BC:  Well there are two different answers.  I mean, I can only answer for myself, I think that is a personal choice and someone can only take a part of your soul if you give it to them.  I live a very normal life and I choose to and it’s hard work to, but it’s the only way for me.  That’s how I look at it and I don’t think about it.  And honestly outside of this Venice Film Festival and I just spent a month with my family in Paris and we live in New York and we take the subway and go to the park.  And paparazzi is an issue, but at some point you have to, I feel different with a kid, but who knows, talk to me within a year, I might hit somebody, who knows?  No, but you just have to deal with it and it becomes a part of your reality like anything else.

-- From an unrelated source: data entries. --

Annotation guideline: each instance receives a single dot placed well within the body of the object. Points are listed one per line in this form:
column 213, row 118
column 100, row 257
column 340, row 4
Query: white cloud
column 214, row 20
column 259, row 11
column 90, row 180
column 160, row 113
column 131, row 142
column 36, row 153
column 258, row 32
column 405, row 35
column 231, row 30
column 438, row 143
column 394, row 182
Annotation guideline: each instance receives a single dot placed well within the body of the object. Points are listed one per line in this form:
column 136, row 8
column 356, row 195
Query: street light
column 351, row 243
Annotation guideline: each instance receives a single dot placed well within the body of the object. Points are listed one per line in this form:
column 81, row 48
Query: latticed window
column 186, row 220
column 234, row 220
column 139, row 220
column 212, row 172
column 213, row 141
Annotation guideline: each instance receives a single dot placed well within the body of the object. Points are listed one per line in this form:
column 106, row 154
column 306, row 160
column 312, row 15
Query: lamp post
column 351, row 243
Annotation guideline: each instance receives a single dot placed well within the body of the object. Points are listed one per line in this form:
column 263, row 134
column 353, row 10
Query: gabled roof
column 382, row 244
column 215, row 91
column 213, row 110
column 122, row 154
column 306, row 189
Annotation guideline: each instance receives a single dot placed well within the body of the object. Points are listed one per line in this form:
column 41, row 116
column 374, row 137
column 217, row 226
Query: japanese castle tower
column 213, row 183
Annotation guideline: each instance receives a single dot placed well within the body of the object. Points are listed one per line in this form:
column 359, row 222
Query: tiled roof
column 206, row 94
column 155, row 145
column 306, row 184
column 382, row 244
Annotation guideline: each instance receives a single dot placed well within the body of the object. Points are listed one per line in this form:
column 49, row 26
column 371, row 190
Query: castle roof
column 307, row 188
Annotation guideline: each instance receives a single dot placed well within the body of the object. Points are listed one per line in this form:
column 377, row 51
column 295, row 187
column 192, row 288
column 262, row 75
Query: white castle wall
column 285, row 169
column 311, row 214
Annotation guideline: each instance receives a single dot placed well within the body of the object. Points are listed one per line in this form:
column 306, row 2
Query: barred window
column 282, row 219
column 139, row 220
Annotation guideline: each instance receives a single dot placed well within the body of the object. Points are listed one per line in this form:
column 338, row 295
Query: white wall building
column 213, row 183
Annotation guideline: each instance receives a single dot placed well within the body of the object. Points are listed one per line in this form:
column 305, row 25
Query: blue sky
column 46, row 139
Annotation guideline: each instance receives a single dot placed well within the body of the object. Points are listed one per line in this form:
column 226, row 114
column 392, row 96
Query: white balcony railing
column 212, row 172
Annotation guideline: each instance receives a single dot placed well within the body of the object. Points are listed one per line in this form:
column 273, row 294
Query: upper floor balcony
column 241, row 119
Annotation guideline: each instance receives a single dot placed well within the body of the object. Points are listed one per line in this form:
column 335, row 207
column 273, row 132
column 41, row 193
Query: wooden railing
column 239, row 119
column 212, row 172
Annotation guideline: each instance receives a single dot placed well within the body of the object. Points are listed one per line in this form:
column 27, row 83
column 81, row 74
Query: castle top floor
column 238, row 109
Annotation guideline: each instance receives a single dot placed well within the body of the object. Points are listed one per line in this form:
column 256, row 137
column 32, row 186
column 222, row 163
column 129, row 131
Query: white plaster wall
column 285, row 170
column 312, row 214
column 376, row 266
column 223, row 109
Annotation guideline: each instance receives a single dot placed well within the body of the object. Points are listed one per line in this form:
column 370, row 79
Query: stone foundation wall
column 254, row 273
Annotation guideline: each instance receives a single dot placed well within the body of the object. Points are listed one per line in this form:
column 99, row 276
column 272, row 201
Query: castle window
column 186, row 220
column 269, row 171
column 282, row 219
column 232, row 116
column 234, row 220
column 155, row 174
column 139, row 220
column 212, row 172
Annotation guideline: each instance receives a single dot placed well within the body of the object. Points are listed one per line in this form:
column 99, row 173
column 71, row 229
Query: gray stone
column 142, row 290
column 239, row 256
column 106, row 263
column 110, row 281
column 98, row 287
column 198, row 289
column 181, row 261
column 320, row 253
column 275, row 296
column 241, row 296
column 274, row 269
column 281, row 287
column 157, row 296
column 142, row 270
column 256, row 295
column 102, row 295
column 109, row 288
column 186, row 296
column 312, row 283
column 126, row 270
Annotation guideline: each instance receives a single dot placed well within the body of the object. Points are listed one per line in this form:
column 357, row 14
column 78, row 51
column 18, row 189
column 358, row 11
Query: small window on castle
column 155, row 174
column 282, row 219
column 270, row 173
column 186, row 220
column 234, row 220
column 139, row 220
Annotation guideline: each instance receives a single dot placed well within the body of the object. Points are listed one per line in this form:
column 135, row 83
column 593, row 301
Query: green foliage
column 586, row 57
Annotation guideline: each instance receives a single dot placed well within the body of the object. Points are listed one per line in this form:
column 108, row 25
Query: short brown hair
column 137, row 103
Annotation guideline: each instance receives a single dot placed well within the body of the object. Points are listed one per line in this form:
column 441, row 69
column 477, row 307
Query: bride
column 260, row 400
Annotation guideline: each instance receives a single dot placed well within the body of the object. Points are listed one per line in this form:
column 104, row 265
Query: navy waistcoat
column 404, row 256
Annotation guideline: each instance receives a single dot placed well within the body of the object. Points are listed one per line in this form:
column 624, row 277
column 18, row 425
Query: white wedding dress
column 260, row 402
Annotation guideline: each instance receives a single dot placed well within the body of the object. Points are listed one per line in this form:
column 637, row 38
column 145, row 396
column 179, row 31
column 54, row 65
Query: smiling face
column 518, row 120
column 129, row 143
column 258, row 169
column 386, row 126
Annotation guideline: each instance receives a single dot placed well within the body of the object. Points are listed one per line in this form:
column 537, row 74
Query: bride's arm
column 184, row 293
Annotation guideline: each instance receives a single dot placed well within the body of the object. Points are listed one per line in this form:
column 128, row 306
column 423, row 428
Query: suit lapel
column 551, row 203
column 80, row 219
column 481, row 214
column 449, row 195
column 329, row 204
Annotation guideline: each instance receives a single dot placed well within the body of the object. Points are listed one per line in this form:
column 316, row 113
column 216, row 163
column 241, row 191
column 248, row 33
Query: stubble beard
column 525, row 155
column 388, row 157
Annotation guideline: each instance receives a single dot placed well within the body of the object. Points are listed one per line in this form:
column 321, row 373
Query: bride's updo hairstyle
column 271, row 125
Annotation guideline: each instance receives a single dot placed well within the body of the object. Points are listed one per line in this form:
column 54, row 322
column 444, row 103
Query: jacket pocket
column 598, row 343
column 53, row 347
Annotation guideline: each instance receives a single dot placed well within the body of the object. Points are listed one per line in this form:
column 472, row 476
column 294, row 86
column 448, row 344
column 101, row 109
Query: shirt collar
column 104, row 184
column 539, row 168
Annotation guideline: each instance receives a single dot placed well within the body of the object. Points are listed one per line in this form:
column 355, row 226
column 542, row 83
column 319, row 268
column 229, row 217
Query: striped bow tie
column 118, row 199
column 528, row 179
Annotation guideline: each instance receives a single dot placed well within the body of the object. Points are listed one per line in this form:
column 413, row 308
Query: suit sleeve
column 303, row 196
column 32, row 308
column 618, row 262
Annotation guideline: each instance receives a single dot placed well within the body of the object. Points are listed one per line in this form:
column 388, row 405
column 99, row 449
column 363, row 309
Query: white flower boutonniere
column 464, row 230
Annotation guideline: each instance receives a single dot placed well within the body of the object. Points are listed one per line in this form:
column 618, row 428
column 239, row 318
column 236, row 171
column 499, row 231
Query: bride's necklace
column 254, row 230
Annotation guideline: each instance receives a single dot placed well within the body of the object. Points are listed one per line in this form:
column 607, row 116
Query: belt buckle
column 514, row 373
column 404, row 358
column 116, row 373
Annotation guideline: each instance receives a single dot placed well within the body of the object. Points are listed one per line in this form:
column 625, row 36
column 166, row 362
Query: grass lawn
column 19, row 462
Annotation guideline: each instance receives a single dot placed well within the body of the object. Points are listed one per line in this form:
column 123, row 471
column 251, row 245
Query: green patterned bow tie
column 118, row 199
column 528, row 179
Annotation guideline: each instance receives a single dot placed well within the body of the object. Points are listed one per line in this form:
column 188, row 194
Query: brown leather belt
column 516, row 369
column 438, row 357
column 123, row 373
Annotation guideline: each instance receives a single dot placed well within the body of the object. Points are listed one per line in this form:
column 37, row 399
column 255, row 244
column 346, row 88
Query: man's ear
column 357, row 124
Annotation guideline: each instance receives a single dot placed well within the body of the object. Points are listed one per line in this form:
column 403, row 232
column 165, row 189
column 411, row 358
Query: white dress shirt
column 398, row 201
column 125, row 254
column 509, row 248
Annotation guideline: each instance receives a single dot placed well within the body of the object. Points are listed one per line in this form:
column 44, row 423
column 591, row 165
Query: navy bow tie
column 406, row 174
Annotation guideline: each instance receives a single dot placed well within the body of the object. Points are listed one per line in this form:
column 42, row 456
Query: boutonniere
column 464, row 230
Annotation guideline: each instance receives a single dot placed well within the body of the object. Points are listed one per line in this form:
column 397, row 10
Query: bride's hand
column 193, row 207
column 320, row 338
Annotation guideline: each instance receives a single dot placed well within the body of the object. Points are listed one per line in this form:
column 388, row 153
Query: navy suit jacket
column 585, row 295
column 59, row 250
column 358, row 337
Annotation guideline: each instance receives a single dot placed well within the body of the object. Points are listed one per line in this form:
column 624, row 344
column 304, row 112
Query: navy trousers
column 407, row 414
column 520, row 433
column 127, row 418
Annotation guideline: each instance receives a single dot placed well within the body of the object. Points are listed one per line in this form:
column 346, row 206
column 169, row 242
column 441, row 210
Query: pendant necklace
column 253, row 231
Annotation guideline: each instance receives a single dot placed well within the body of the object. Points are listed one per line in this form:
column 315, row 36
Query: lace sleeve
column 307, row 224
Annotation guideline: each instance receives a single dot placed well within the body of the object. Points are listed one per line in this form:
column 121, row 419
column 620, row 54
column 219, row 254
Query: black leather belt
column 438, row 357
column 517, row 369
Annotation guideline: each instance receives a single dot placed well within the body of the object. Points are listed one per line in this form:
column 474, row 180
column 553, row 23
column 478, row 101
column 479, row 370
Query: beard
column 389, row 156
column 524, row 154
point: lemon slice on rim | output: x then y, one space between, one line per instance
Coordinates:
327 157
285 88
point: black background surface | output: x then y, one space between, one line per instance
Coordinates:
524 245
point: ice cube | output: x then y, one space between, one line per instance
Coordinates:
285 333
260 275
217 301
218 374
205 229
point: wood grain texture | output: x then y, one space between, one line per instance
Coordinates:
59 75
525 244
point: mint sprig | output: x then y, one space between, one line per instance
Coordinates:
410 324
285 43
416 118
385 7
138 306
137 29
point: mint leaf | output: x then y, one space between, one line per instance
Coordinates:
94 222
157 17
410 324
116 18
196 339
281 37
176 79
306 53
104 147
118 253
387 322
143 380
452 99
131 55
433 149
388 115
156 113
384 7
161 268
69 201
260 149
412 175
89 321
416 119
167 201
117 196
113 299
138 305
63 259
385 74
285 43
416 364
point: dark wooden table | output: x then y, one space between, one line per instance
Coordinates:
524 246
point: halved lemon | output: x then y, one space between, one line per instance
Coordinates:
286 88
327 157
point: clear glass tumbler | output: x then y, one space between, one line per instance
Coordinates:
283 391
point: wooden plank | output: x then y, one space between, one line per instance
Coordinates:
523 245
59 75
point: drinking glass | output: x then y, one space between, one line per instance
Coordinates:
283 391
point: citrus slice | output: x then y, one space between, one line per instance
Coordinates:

LG:  Bradley is such a good friend and I confide in him a lot about how I feel about fame.  I am not adjusted to it.  And for me the cameras do a lot of times feel like an intrusion and I am still trying to navigate my unique existence on this planet.  And I think some of it is because of my upbringing and my mother, she was just always dressed so beautifully and when I was a child she always did her hair and I used to watch her do her makeup and she never left the house unkempt.  So I feel pressure from my family, to be always seen at my best.  So I struggle with it, I do struggle with it, and that’s the honest truth.

Feelings When Singing

LG:  When I sing, I feel a vibration throughout my entire body and then a release.  I feel my whole body vibrate.  It’s for me a tremendous release and I just feel a vibration throughout my entire body and a relief.  It’s whatever I have to say, it’s like saying something but amplified times a million.

Dress for Premiere 

LG:  I just thought the dress was beautiful and I sent Bradley pictures.  It was daring: The rain could have made it look a wet Big Bird.

Acting Plans in Future 

LG:  I love acting, and it has whetted my appetite, but I am very spoiled, I had a tremendous director, a tremendous companion, a tremendous filmmaker, a tremendous actor by my side to guide me through this process.  So I think for me, it’s more about doing the right things, and doing things that I really, truly believe in that touch my soul, because this really touched my soul working with Bradley.  And he inspired me every single day.  I don’t think I could work on a film with someone that didn’t inspire me every single day.